Bugün burada söylediklerinizin yalnızca sözde kalmadığına bizzat şahit oldum. Fikri olan herkesin saygıyla dinlendiğini gördüm. Bu da sosyal belediyecilik açısından çok kıymetli. Döneminizin öncü bir belediyecilik anlayışı olduğunu rahatlıkla söyleyebiliriz.
Evet, dört dönemdir adım adım geliştirdiğimiz kırsal kalkınma modelimiz bugün Türkiye’ye örnek olabilecek bir noktadadır. Tarım ve kültür havzalarını bütünleştiren bu model, üzerinde düşünülmesi ve araştırılması gereken bir sistemdir. Türkiye’nin büyük potansiyeli var; bu potansiyeli korumak ve yabancılaşmaya karşı ülkenin kaynaklarını savunmak hepimizin görevi. Çünkü bu toprakların hem altı hem üstü kıymetlidir; mirasın rütbesi zaten kendisindedir.

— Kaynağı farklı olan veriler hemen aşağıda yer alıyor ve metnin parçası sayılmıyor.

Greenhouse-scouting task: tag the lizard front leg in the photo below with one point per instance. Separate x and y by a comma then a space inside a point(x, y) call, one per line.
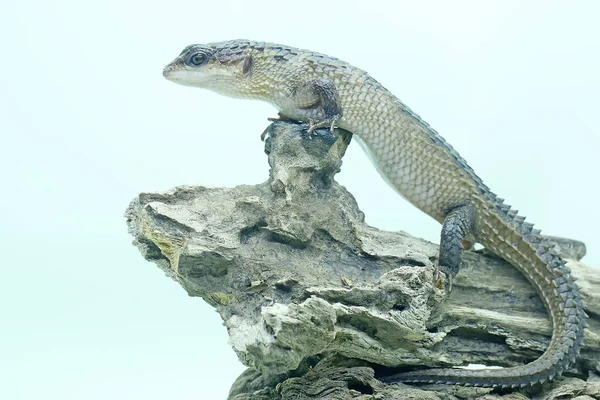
point(319, 102)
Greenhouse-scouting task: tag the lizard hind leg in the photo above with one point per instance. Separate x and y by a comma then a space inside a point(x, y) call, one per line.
point(457, 225)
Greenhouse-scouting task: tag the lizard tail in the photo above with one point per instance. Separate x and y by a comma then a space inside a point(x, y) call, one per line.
point(506, 234)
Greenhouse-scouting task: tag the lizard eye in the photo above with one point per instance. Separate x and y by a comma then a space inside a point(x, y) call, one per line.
point(197, 59)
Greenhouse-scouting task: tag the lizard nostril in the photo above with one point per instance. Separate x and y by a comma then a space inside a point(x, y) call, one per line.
point(167, 70)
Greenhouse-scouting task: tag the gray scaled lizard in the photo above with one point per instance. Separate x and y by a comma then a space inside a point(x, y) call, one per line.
point(418, 163)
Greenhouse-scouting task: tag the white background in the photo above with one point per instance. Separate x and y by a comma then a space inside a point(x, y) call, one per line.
point(87, 122)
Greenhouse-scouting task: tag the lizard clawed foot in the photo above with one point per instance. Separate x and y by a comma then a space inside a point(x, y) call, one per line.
point(329, 122)
point(438, 279)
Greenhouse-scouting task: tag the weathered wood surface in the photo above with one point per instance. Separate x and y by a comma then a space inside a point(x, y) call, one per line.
point(316, 302)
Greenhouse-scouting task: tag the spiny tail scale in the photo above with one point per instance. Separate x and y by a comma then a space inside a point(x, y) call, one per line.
point(534, 256)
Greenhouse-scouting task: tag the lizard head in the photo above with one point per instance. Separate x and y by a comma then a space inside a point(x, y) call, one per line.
point(211, 66)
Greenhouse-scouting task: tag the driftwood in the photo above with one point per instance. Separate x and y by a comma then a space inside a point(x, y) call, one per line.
point(317, 303)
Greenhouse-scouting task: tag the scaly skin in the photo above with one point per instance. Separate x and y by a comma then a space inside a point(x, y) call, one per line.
point(416, 161)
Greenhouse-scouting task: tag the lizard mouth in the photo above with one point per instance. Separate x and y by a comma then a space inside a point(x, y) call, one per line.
point(184, 76)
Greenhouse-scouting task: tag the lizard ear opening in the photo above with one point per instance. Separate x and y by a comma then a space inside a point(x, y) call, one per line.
point(247, 67)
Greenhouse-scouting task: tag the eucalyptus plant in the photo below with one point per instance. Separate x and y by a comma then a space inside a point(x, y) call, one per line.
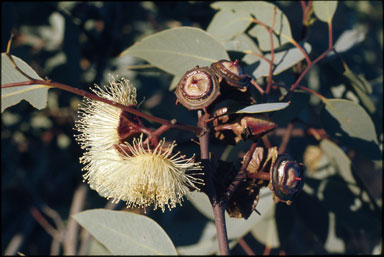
point(227, 77)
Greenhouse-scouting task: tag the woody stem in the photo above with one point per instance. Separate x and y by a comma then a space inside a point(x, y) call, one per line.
point(218, 208)
point(171, 124)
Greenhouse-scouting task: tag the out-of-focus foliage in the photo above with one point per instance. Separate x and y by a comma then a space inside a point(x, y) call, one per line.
point(79, 43)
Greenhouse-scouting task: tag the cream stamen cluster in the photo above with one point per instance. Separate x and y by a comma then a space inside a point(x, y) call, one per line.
point(130, 171)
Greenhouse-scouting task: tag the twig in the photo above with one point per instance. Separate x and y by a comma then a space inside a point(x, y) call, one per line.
point(285, 139)
point(270, 31)
point(246, 247)
point(241, 175)
point(84, 93)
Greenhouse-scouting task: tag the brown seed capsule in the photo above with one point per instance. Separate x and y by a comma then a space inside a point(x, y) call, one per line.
point(287, 178)
point(198, 88)
point(232, 73)
point(242, 128)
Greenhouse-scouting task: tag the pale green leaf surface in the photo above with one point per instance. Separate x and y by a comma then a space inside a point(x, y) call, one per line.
point(262, 11)
point(226, 24)
point(235, 227)
point(206, 245)
point(260, 108)
point(36, 95)
point(174, 82)
point(352, 118)
point(96, 248)
point(341, 161)
point(299, 100)
point(351, 124)
point(124, 233)
point(264, 41)
point(178, 50)
point(201, 203)
point(283, 60)
point(265, 231)
point(324, 10)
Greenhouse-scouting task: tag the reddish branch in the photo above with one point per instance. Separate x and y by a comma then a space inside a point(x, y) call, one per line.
point(170, 124)
point(270, 32)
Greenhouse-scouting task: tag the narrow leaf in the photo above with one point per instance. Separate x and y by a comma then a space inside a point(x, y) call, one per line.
point(347, 40)
point(174, 82)
point(226, 24)
point(324, 10)
point(36, 95)
point(350, 123)
point(265, 231)
point(241, 43)
point(359, 81)
point(240, 227)
point(178, 50)
point(125, 233)
point(260, 108)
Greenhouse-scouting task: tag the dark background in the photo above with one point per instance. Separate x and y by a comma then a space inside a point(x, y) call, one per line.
point(39, 155)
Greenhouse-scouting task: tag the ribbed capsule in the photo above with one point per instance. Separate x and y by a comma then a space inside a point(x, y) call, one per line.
point(232, 73)
point(198, 88)
point(287, 178)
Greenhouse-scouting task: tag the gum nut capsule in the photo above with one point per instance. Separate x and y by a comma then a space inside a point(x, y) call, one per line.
point(287, 178)
point(197, 89)
point(232, 73)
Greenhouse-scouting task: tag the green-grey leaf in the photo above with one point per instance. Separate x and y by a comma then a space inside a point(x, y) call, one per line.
point(201, 203)
point(347, 40)
point(282, 60)
point(324, 10)
point(178, 50)
point(240, 227)
point(351, 124)
point(96, 248)
point(244, 44)
point(241, 43)
point(36, 95)
point(226, 24)
point(260, 108)
point(362, 88)
point(174, 82)
point(262, 11)
point(236, 227)
point(341, 161)
point(299, 101)
point(125, 233)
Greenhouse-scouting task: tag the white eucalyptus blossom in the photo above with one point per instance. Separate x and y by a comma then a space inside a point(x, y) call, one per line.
point(130, 171)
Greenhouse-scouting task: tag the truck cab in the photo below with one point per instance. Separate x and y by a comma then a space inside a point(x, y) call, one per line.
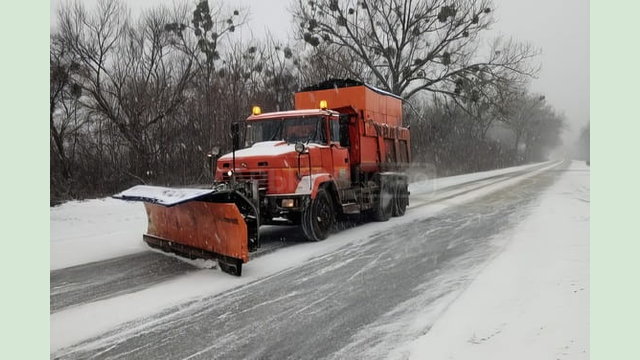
point(325, 160)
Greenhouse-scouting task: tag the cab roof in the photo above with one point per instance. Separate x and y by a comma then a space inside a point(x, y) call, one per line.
point(292, 113)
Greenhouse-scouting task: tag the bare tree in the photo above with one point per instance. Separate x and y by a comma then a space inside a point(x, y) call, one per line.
point(131, 76)
point(409, 46)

Yazarlar Birliği’nin, Türk Ocaklarının, Ortak Akıl Platformunun ve bu alanda çalışan tüm kurumların katkılarını önemsiyoruz. Arapgir, yalnızca bir coğrafya değil; köklü bir geleneğin taşıyıcısıdır. Biz de bu emaneti gelecek nesillere en doğru şekilde aktarmak için çalışıyoruz. Maya ancak bilenlerin katkısıyla çoğalır; bugün burada olan herkes bu mayaya bir damla emek kattı.
Çok güzel bir röportaj oldu. Emekleriniz, nezaketiniz ve desteğiniz için çok teşekkür ederim. İyi ki varsınız.
Ben teşekkür ederim. Siz de iyi ki varsınız.